Unsung Heroes of Rock & Roll by Nick Tosches

Unsung Heroes of Rock & Roll by Nick Tosches

Author:Nick Tosches [Tosches, Nick]
Language: eng
Format: epub
Published: 2014-07-07T11:28:37+00:00


Jackie Brenston

To the Package Store in Style

The exemplary Christian capitalist Sam C. Phillips, founding father of those great Memphis institutions of the 1950s, Sun Records and Holiday Inns, is said to have expressed the view that a certain 1951 recording (which, as co-incidence has it, was produced by him) was the first true rock-'n'-roll record ever made; and this notion from on high has been echoed by others. While it certainly is not the case - there being no first rock-'n'-roll record any more than there is any first modern novel - the fact remains that the record in question was possessed of a sound and a fury the sheer, utter newness of which set it apart from what had come before. In a way, it can be seen as a turning point, an embarking from the rock-'n'-roll of the 1940s towards a brave new world of pegged pants, filtered cigarettes, and Medalo Bops: "Rocket '88'" by Jackie Brenston and His Delta Cats.

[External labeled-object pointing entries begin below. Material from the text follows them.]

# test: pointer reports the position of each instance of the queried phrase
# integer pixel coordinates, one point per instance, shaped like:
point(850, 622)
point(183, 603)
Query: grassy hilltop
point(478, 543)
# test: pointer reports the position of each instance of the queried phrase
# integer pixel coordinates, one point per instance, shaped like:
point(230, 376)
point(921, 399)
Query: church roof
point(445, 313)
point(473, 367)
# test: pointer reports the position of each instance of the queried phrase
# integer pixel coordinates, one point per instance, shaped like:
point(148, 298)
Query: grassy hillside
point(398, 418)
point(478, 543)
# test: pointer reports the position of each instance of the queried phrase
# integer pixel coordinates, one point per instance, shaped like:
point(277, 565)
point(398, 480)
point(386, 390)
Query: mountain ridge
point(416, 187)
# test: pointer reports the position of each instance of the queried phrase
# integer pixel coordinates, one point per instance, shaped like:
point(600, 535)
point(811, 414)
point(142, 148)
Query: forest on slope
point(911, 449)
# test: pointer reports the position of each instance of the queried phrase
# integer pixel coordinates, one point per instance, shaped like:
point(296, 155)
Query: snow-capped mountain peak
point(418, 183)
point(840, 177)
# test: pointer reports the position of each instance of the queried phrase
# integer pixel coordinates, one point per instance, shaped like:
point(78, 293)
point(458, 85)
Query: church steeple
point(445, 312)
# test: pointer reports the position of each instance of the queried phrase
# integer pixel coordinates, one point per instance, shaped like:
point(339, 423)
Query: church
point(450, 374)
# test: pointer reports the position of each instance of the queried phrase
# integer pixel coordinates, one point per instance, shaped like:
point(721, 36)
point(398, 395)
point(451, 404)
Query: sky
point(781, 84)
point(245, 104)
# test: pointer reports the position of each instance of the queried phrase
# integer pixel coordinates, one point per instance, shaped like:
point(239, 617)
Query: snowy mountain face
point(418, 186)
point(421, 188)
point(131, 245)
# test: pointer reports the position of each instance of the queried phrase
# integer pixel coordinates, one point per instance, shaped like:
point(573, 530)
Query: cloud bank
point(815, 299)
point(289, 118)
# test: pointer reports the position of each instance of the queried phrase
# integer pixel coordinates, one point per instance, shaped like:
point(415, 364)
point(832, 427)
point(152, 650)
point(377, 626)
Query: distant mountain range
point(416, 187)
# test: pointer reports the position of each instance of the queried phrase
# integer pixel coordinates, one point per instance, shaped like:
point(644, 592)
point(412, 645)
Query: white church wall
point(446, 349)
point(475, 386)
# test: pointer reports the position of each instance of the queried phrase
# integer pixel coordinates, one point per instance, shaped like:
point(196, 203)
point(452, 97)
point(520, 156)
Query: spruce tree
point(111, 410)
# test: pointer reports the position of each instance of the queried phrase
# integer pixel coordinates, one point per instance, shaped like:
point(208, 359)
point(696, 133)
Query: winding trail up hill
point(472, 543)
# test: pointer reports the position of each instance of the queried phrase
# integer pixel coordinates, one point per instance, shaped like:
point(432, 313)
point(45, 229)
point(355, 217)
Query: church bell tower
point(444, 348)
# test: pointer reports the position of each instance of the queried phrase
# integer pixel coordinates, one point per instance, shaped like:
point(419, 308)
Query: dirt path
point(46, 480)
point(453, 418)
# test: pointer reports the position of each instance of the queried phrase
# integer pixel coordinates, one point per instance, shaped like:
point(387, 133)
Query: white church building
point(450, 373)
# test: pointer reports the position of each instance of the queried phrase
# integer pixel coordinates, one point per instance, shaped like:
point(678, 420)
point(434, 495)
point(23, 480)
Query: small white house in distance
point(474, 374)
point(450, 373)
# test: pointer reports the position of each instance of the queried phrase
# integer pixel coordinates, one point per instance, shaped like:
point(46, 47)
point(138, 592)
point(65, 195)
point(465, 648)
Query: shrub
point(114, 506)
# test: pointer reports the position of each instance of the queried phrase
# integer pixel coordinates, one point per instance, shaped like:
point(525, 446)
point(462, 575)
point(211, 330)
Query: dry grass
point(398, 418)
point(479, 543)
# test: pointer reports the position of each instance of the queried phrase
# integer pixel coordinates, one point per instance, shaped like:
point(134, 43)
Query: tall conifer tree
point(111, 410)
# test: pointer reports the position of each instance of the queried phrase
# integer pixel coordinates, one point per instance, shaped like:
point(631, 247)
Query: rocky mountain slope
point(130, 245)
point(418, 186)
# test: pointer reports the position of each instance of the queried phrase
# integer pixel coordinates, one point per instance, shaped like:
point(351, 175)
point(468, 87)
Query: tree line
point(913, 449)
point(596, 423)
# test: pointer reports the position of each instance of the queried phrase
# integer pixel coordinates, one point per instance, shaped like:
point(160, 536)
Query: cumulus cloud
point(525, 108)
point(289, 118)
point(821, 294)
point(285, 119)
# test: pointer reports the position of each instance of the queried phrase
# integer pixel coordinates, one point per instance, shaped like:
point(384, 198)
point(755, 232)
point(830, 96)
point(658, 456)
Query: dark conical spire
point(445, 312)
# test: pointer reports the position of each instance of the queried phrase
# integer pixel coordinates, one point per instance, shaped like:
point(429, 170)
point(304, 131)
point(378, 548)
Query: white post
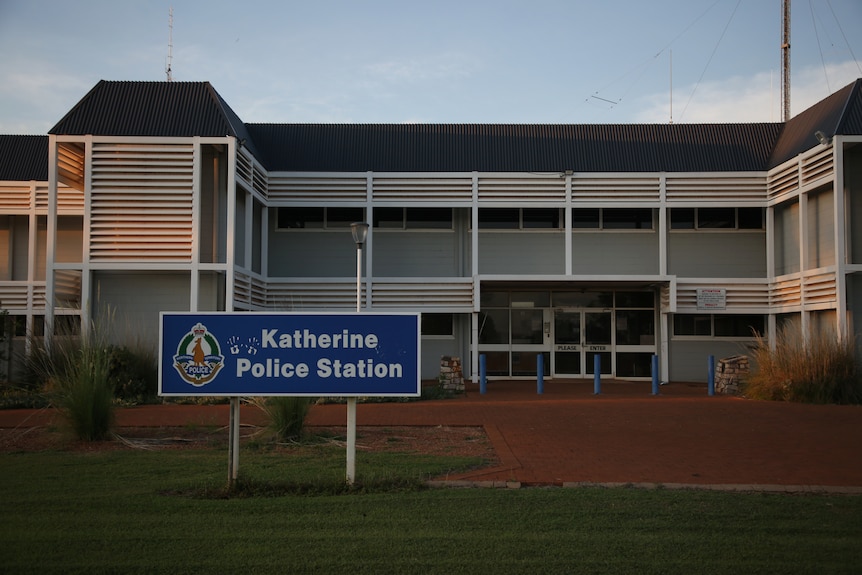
point(359, 231)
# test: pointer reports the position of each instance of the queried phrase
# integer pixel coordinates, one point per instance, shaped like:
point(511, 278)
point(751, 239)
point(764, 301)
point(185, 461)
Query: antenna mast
point(785, 61)
point(170, 44)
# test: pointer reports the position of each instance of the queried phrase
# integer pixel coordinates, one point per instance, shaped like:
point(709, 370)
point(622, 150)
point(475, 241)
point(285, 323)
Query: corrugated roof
point(195, 109)
point(150, 109)
point(515, 148)
point(827, 116)
point(23, 158)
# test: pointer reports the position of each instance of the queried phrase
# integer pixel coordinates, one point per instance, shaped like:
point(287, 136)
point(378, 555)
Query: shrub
point(286, 415)
point(819, 368)
point(84, 393)
point(134, 374)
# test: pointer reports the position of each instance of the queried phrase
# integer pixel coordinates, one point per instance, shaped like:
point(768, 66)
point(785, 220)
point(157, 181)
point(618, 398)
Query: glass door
point(567, 343)
point(579, 335)
point(598, 334)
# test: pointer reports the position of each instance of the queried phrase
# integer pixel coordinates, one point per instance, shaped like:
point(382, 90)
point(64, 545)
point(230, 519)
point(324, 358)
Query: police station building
point(513, 241)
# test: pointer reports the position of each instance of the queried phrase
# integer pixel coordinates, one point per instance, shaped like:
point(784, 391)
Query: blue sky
point(434, 61)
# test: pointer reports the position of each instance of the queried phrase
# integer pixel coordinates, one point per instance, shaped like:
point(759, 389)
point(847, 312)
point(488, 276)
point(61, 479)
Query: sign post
point(243, 354)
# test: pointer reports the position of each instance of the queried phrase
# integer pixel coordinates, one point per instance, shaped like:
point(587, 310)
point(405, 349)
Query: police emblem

Jackie Brenston was born on August 15, 1930, in Clarksdale, Mississippi, the delta town where Highway 49 meets Highway 61. Since early in the century Clarksdale had been one of the most musically fertile places in the South. It was where Son House, Charley Patton, and Robert Johnson worked their wicked magic in jukejoints at the outskirts of town. (And where, according to House, Johnson literally sold his soul to the Devil one night, standing at the crossroad.) It was where Muddy Waters, who had grown up listening to and learning from those men, made some of his first recordings. It was where John Lee Hooker and Eddie Boyd were born.

Falsifying the date of his birth, Brenston enlisted in the Army in 1944. Returning to civilian life, and to Clarksdale (indeed, who, though he may travel the wide world over, can resist the allure of Fourth Street?), in 1947, he fell in with a local character named Jesse Flowers, who drank and played the saxophone. It was Flowers who aided Brenston in his quest to discover that instrument's most degraded possibilities. By the close of the decade Brenston, the proud owner of the shiniest secondhand saxophone in all of Coahoma County, had succeeded.

Entering at this point into the scheme of things was Isaiah Turner, an eighteen-year-old disc-jockey who had the shiniest suits in Clarksdale. He also had a band, in which he played piano and sometimes sang. He had seen Muddy Waters get out of Coahoma County and go on to make records - one of which, "Louisiana Blues," was now becoming a hit - for Chess. He saw no reason why he, a far sharper dresser than that former cotton picker, should not do the same. As 1950 became 1951, Ike Turner was ready to start making records. There was only one problem. His lead singer, Johnny O'Neal, had recently been signed by King Records, and he had run off, leaving the rest of the band to stand around picking lint from their suits on the corner of Fourth Street.